Citation du 2 juin 2017

Ainsi est-il des esprits. Si on ne les occupe à certain sujet, qui les bride et contraigne, ils se jettent déréglés, par-ci par là, dans le vague champ des imaginations
Montaigne – Les Essais livre 1, chapitre 8 De l’oisiveté.

Allez, je vais être sympa avec vous : aujourd’hui je vous propose la lecture d’un chapitre entier des Essais de Montaigne pour un effort très limité, puisque qu’il est l’un des plus court de tout l’ouvrage : vérifiez par vous-même sur ce site – et lisez-le en entier !
- Donc : ce chapitre aborde la question de la liberté et de ses dérives. Laissez votre esprit, la bride sur le cou, vagabonder à son aise ; et voyez ce qu’il va produire – c’est cela que nous propose Montaigne.
L’oisiveté dissipant sans cesse l’esprit (1), aucune construction ne peut se développer, et le nouveau chassant le nouveau, aucune œuvre digne de ce nom ne peut naitre. Tout juste peut-on s’attendre à voir surgir ces rêveries informes qu’il compare aux résidus de fausses couches issus du corps de femmes (2)

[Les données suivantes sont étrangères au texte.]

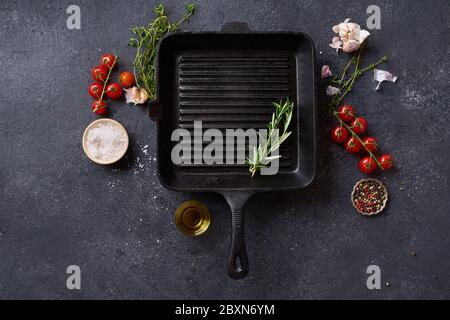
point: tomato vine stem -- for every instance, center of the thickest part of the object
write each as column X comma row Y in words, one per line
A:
column 355, row 135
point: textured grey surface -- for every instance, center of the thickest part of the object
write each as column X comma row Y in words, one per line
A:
column 58, row 209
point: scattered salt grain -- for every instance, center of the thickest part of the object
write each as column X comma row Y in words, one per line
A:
column 106, row 141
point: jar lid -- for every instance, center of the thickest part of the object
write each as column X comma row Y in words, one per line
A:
column 192, row 218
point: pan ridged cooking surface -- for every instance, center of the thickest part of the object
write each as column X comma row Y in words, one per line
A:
column 234, row 92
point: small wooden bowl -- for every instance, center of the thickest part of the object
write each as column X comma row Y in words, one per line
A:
column 384, row 202
column 112, row 161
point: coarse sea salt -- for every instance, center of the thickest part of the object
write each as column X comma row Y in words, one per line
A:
column 106, row 141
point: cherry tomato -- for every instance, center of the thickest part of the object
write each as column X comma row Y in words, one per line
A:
column 100, row 73
column 99, row 107
column 108, row 60
column 95, row 90
column 370, row 144
column 359, row 125
column 114, row 91
column 126, row 79
column 346, row 113
column 367, row 165
column 353, row 145
column 339, row 134
column 386, row 161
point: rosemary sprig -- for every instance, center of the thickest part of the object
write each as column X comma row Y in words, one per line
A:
column 346, row 85
column 281, row 119
column 146, row 39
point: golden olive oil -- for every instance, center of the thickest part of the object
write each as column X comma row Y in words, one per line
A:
column 192, row 218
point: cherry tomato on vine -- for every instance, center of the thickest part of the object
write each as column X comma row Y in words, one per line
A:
column 95, row 90
column 100, row 73
column 370, row 144
column 359, row 125
column 353, row 145
column 386, row 161
column 127, row 79
column 114, row 91
column 99, row 107
column 108, row 60
column 346, row 113
column 367, row 165
column 339, row 134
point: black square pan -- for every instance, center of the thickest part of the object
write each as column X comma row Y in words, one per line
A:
column 229, row 80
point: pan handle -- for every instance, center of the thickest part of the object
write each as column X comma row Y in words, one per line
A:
column 235, row 27
column 238, row 260
column 155, row 110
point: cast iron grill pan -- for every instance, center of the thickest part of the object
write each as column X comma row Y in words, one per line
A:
column 228, row 80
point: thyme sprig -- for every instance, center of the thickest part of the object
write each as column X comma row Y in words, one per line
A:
column 346, row 85
column 261, row 156
column 146, row 39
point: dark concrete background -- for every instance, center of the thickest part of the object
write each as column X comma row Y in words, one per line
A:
column 58, row 209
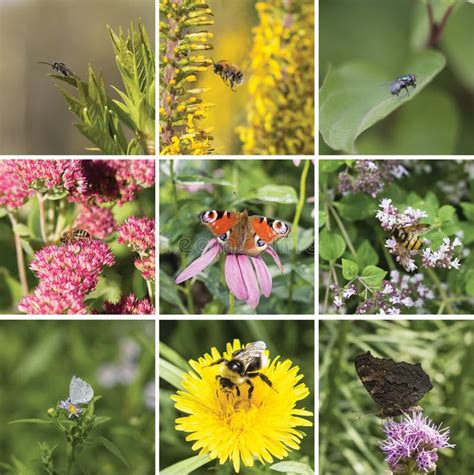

Bref : il semble que Montaigne déteste ces produits de l’esprit d’où l’effort de la raison aurait disparu – esprit qui, profitant de l’oisiveté où on l’aurait laissé,  donnerait libre cours à l’incohérence et à l’improductivité. Seulement, voilà :
« Dernièrement je me retirais chez moi (c’est Montaigne qui parle) , résolu autant que je pourrais, ne me mêler d’autre chose que de passer en repos, et à part, ce peu qui me reste de vie : il me semblait ne pouvoir faire plus grande faveur à mon esprit, que de le laisser en pleine oisiveté, s’entretenir soi même, et s’arrêter et rasseoir en soi : ce que j’espérais qu’il peut désormais faire plus aisément, devenu avec le temps plus pesant, et plus mûr. » (Texte légèrement modifié)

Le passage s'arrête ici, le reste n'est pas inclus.